Vale será multada após vazamentos em minas de Congonhas; prefeitura suspende alvarás e operações são interrompidas
28 de janeiro de 2026

Ocorrências nas minas de Fábrica e Viga levaram à aplicação de sanções ambientais e à adoção de medidas emergenciais
O governo de Minas Gerais informou que aplicará multas à mineradora Vale após vazamentos registrados em duas unidades da empresa no município de Congonhas, na região Central do estado. As ocorrências foram registradas no domingo (25), na mina de Fábrica, e na segunda (26), na mina de Viga. Não houve registro de feridos. Os valores das penalidades ainda não foram divulgados.

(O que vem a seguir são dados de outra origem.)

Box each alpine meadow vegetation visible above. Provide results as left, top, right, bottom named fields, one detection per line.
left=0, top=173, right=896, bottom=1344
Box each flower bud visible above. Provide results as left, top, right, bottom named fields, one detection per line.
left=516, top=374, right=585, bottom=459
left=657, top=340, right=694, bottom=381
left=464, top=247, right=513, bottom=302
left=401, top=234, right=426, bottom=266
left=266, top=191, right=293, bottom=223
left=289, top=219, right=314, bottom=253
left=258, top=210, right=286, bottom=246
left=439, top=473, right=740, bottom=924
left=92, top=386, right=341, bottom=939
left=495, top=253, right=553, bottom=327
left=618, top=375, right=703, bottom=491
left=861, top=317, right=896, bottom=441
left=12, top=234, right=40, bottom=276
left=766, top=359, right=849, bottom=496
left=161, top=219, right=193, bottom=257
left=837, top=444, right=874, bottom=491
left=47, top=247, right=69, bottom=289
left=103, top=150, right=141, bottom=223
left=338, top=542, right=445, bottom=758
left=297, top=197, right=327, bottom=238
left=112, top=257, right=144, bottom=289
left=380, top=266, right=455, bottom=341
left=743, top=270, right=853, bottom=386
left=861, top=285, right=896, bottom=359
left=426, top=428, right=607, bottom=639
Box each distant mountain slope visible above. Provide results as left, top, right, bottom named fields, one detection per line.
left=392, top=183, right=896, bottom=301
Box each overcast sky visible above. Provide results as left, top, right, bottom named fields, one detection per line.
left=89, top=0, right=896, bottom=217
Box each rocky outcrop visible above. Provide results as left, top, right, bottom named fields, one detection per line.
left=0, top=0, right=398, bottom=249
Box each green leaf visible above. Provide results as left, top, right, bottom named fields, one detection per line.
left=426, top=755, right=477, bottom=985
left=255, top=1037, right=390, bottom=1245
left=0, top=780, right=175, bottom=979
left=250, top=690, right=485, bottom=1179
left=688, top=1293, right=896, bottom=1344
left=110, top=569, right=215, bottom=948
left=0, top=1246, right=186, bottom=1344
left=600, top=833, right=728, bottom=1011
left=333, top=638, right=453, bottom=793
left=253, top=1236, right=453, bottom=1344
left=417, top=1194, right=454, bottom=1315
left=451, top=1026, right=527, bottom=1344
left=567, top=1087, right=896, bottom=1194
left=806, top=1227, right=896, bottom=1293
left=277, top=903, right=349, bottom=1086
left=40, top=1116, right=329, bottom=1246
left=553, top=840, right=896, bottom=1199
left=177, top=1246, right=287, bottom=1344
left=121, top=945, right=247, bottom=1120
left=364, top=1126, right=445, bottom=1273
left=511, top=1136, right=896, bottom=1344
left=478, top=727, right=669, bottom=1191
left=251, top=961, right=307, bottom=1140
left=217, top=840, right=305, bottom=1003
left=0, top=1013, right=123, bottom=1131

De acordo com a Secretaria de Estado de Meio Ambiente e Desenvolvimento Sustentável (Semad), foram identificados danos ambientais decorrentes do carreamento de sedimentos e do assoreamento de cursos d’água que deságuam no rio Maranhão. Diante do cenário, a Vale foi notificada a adotar medidas emergenciais, entre elas a limpeza das áreas atingidas, o monitoramento da qualidade da água e a apresentação de um plano de recuperação ambiental. O plano deverá incluir ações de desassoreamento e recuperação das margens dos cursos d’água afetados.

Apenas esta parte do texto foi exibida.